Transformação global gera oportunidades de negócios
01/08/2014
?Vivemos à porta de uma nova era ambiental com novos perfis e oportunidades de negócios?. Esta frase é de Maritta Koch-Weser, antropóloga e ambientalista alemã, com mais de 30 anos de atuação em diversos países na causa do desenvolvimento sustentável. Atualmente ela coordena o Grupo de Pesquisa Amazônia em Transformação: História e Perspectivas do Instituto de Estudos Avançados (IEA) da Universidade de São Paulo (USP); é fundadora e presidente da organização não governamental Earth 3000, que aconselha programas ambientais e empresas sociais de vários países; foi diretora para o Meio Ambiente na América Latina no Banco Mundial e diretora geral da UICN (União Internacional para Conservação da Natureza).
Maritta fez a palestra magna na abertura da quarta edição do Seminário Sebrae de Sustentabilidade, no último dia 29, no Centro de Eventos do Pantanal em Cuiabá. Cerca de 450 pessoas estavam presentes, entre empresários, dirigentes e técnicos do Sebrae, autoridades, jornalistas e convidados. O evento prossegue até hoje (31) e a programação é composta por painéis e palestras sobre o tema ?Negócios que transformam realidades?.
A palestrante lembrou que a palavra ?sustentabilidade? foi citada pela primeira vez na literatura, no século XVII, na Saxônia em contexto relacionado à mineração e a extinção das florestas na região. O esgotamento das matas gerou a primeira área de conhecimento, que se dedicou ao assunto e cunhou a palavra ?sustentabilidade? em alemão. Mais tarde, no século XX, o conceito ressurge com força, após as duas grandes guerras mundiais, em decorrência da preocupação com a capacidade humana de destruição, em especial, por causa da bomba atômica usada em Hiroshima.
A paixão pela vida silvestre e a preocupação com o crescimento populacional e a paz motivaram a mobilização intelectual ocorrida, a partir da década de 50. Nos anos 80, o livro Nosso Futuro Comum, conhecido como Relatório Bruntland, se torna um marco no movimento pela sustentabilidade e desenvolvimento sustentável.
Maritta citou fatos e eventos geradores da governança internacional no tema: a Conferência de Estocolmo; criação da UICN; Convenção da Biodiversidade; Protocolo de Montreal; Rio 92, Protocolo de Kyoto; Carta da Terra; entre outros.
Em termos econômicos, o questionamento sobre o cálculo do Produto Interno Bruto (PIB) dos países, que não considera o capital natural na contabilidade da riqueza produzida, foi passo importante para o estabelecimento dos princípios da sustentabilidade no mundo dos negócios, segundo ela.
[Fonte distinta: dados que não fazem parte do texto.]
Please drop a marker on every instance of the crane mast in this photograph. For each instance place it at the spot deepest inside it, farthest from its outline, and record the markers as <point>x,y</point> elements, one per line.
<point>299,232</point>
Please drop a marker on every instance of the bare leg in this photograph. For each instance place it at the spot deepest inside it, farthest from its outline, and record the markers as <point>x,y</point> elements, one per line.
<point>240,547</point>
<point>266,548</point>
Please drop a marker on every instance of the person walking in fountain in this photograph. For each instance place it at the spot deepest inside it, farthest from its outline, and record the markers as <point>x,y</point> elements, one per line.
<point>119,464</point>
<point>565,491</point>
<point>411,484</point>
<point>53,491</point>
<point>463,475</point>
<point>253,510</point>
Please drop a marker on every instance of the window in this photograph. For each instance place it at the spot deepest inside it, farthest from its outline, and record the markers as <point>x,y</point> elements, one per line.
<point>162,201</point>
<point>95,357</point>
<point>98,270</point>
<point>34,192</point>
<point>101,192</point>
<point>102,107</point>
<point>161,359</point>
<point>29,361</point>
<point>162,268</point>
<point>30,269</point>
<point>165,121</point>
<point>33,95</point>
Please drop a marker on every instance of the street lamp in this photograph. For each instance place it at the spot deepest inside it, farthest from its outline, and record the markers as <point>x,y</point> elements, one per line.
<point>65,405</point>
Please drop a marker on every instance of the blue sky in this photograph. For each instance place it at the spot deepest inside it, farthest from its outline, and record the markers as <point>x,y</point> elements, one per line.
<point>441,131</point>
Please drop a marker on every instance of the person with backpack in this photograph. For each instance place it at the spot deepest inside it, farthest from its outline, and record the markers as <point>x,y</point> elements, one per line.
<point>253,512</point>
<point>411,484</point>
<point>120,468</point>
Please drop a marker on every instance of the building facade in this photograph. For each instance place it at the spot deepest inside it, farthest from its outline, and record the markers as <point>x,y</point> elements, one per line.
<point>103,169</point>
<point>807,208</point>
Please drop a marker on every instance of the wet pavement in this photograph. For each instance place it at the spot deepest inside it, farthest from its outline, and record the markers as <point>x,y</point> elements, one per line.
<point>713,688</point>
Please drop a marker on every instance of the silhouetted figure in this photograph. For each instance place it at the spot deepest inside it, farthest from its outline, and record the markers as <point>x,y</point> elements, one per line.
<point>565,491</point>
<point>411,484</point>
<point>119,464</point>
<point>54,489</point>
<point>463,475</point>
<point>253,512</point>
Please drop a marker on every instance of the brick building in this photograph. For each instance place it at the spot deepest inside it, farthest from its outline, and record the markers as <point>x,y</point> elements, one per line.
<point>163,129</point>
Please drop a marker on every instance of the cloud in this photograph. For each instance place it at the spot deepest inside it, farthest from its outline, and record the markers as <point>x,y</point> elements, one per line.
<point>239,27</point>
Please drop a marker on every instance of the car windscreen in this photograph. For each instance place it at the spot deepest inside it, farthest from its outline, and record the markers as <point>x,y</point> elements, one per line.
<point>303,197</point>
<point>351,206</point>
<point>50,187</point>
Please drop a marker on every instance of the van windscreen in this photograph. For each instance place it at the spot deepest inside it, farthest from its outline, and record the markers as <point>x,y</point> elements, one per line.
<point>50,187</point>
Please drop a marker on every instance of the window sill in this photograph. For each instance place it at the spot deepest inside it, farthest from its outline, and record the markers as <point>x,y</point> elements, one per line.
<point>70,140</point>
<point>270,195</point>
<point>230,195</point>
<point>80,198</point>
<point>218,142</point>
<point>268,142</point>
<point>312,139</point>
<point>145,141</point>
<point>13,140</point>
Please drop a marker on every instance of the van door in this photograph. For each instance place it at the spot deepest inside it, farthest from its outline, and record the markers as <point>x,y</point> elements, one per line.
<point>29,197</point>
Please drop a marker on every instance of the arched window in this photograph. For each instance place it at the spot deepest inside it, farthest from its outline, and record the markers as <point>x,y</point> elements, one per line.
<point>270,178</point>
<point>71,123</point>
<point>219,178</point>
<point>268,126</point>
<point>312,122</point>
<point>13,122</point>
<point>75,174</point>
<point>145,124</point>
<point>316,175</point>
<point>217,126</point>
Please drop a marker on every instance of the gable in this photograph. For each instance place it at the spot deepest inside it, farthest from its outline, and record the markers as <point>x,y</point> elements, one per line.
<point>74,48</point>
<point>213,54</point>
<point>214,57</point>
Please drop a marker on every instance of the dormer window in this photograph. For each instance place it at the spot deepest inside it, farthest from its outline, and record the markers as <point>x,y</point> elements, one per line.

O Princípio da Precaução e a criação do Conselho Mundial Empresarial para o Desenvolvimento Sustentável, em 1992, também foi citado como fatos importantes para a consolidação do conceito no mercado.
Já no âmbito da governança nacional, a palestrante disse que a sustentabilidade começou a entrar na história do Brasil durante a gestão do então presidente Geisel. Nos anos 80, avançou mais com a criação da Secretaria Especial de Meio Ambiente ligada ao Ministério de Assuntos Urbanos, seguido do Programa Nacional de Meio Ambiente (PNMA), Instituto Brasileiro de Recursos Naturais e Meio Ambiente (Ibama), Ministério do Meio Ambiente (MMA), conselhos e sistemas associados.
A criação da Lei de Crimes Ambientais coloca o Brasil em situação especial, pois vários países não possuem este tipo de legislação até hoje, de acordo com Maritta. A sustentabilidade institucionalizada por meio de áreas de preservação declaradas, que totalizam 11% do território nacional, é outro fato que coloca o país em destaque.